Privacy Policy

1. Data controller

The controller of personal data collected through BlueAtlas is BlueAtlas ("we", "us"). For any question about this policy or your data, write to privacy@blueatlas.app.

BlueAtlas is a digital dive logbook for recreational scuba divers. We only process the data needed to provide the service.

2. Data we collect

Account data

• Email address (account creation, transactional emails, waitlist).
• Display name and avatar (if you set them).
• Preferences (language, visibility settings, PRO subscription).

Dive data

• Imported dive profile files (.fit, .uddf, .ssrf, .json) and their content (depth, duration, temperature, site geolocation when present).
• Underwater photos and videos attached to each dive.
• Annotations, descriptions, buddy groups, tagged friends.

Technical data

• Server logs (IP address, user-agent, timestamps) for security and error diagnostics.
• Anonymous session id for aggregate audience measurement (Vercel Analytics, Vercel Speed Insights).

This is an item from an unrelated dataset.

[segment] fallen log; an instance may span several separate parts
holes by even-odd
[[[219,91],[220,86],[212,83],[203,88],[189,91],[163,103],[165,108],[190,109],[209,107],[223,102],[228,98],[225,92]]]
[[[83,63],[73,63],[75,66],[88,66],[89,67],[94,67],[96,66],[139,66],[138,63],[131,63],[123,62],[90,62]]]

3. Purposes and legal bases

• Provide the service (store your logbook, parse your files, social sharing) — legal basis: contract performance (Art. 6.1.b GDPR).
• Send transactional emails (confirmation, password reset, opt-in notifications) — contract performance.
• Waitlist (one email at launch) — explicit consent collected on the landing page (Art. 6.1.a GDPR). Unsubscribe in one click.
• Security and anti-abuse (Cloudflare Turnstile, spam detection, audit logs) — legitimate interest (Art. 6.1.f GDPR).
• Aggregate audience measurement (no cross-site tracking) — legitimate interest.

4. Retention

• Account and dive data: as long as your account is active. After account deletion, full erasure within 30 days (backups included).
• Waitlist email: until public launch, then merged with your account if you sign up, or deleted on request.
• Server logs: 90 days maximum.
• Invoices and accounting (PRO subscription, when applicable): 10 years (legal obligation).

5. Sub-processors

We rely on carefully selected providers. All operate within the European Union or have Standard Contractual Clauses approved by the European Commission in place.

6. Security

• TLS 1.3 encryption for all traffic between your device and our servers.
• AES-256 encryption at rest on the database and the media storage.
• Authentication via signed, expiring session tokens.
• Data access restricted on a least-privilege basis.

7. Your GDPR rights

Under Articles 15–22 GDPR, you have the following rights:

• Right of access: obtain a copy of the data we hold about you.
• Right to rectification: correct inaccurate information.
• Right to erasure ("right to be forgotten"): delete your account and all your data.
• Right to portability: receive your data in a structured, reusable format (JSON / ZIP).
• Right to object: object to processing based on legitimate interest.
• Right to restriction: request the temporary freeze of a processing.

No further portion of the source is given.